Mentioned below are five benefits of adopting and implementing financial technology and management solutions in your business.

1. Transparency

Fintech platforms have structured and secured coding that does not allow data to slip through the net.


No information is altered during the process. Therefore, companies obtain first-hand information about their transactions through the platform or app.


With real-time visibility, companies get an accurate image of the activities. 

2. Cost reduction

The fintech tools are cost-effective options for businesses, unlike many who consider them high-cost alternatives.


The integration between the company's software and finance tools can yield substantial benefits without the hassle of installation costs.


Companies need not worry about physical storage and maintaining costs with everything digital.

3. Speed and convenience

Other reasons aside, the fintech tools and services are highly approachable, owing to their incredible speed and ease of use.


They do not need additional heavy storage extensions to use them.


For example, fintech payment solutions are readily available in mobile applications. 

4. Reduce risks

With hardcore algorithms and multiple layers of coding, fintech apps are not easy to decode.


The customer data is highly protected with encryptions that may take years to be cracked.


While processing payments, your card details are not stored with third parties; instead, even the details are in encrypted form.

5. Futuristic approach

Finance companies always look forward to improving their workflows and becoming more robust.


Artificial intelligence in fintech is one such revolution that has reshaped the way companies see data and its related prospects.


With high adaptability among customers, these companies are sure of a stable future in finance.

Get started with Volopay

Volopay was born out of a vision to help companies get on top of their business spending by streamlining their expense management workflow.

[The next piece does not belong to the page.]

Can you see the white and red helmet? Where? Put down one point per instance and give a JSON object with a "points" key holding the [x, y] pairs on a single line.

Being aware of the setbacks of the manual accounting method, at Volopay, companies achieve exponential results without having to oversee every accounting entry. 


With automation being at the heart of Volopay, companies get rid of their existing accounting complexities more smoothly without incurring hefty sums. 

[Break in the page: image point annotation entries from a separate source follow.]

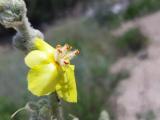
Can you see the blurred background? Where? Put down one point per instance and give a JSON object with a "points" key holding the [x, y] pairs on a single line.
{"points": [[118, 69]]}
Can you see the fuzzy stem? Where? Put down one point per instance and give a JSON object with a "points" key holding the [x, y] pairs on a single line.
{"points": [[56, 106]]}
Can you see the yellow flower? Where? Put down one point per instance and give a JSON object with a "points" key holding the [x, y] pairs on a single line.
{"points": [[51, 71]]}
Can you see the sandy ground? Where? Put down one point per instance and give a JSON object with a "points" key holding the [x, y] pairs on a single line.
{"points": [[139, 95]]}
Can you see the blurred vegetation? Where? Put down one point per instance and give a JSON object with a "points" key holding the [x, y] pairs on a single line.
{"points": [[7, 108], [40, 11], [141, 7], [99, 50]]}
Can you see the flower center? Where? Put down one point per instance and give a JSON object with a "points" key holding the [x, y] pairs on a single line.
{"points": [[64, 54]]}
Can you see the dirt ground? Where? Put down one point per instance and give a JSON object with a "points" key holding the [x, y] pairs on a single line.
{"points": [[138, 97]]}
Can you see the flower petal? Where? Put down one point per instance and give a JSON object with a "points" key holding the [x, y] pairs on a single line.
{"points": [[35, 58], [40, 44], [67, 89], [43, 80]]}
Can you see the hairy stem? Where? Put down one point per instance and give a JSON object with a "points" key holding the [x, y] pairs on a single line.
{"points": [[56, 106]]}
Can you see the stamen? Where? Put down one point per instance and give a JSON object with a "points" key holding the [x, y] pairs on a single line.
{"points": [[77, 52], [59, 50], [66, 62], [58, 46]]}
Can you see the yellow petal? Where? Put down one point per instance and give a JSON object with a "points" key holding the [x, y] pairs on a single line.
{"points": [[43, 80], [36, 57], [44, 46], [67, 89]]}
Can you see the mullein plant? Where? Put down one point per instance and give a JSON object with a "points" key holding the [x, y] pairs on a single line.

Our expense management software is designed to provide unblinkered visibility into your accounting and financial aspects of the business.


Our powerful platform aids many accounting dimensions simultaneously, without the mix-up of any data set. 



• Corporate cards for employee prosperity.


Accounts payable automation & vendor management to achieve happy vendors.


• Accounting automation and data extracting of all your accounting entries.


• Multi-level approval workflow for invoice automation.


• Bill Pay for instant invoice payments.



Unlike any other fintech platform, Volopay also uses artificial intelligence to provide smart business solutions to users and help them make informed decisions based on the data sets stored in our platform. 


For example, Volopay uses OCR technology (Optical Character Recognition) to scan and extract data from invoices and receipts.


Through OCR technology, Volopay's AI converts written data into machine-readable data that can be uploaded to the software. 


The OCR technology is used chiefly for invoice capturing, which happens to be a subset of accounting payables and automation.


This means users no longer need to enter invoice details manually using the type-in method.


They can simply scan the documents via the Volopay scanner and approve them before uploading them into the software. 



And what benefits do companies achieve by doing this? 


• Faster invoice recognition.


• Document scanning from anywhere.


• Time and labor-saving mechanism.


• No hassle of manual entry.


• A high degree of accuracy. 



OCR technology is not the only way Volopay helps redefine your accounting and financial workflows.


We understand the major pressing points for your business and create a custom-made solution, just for you.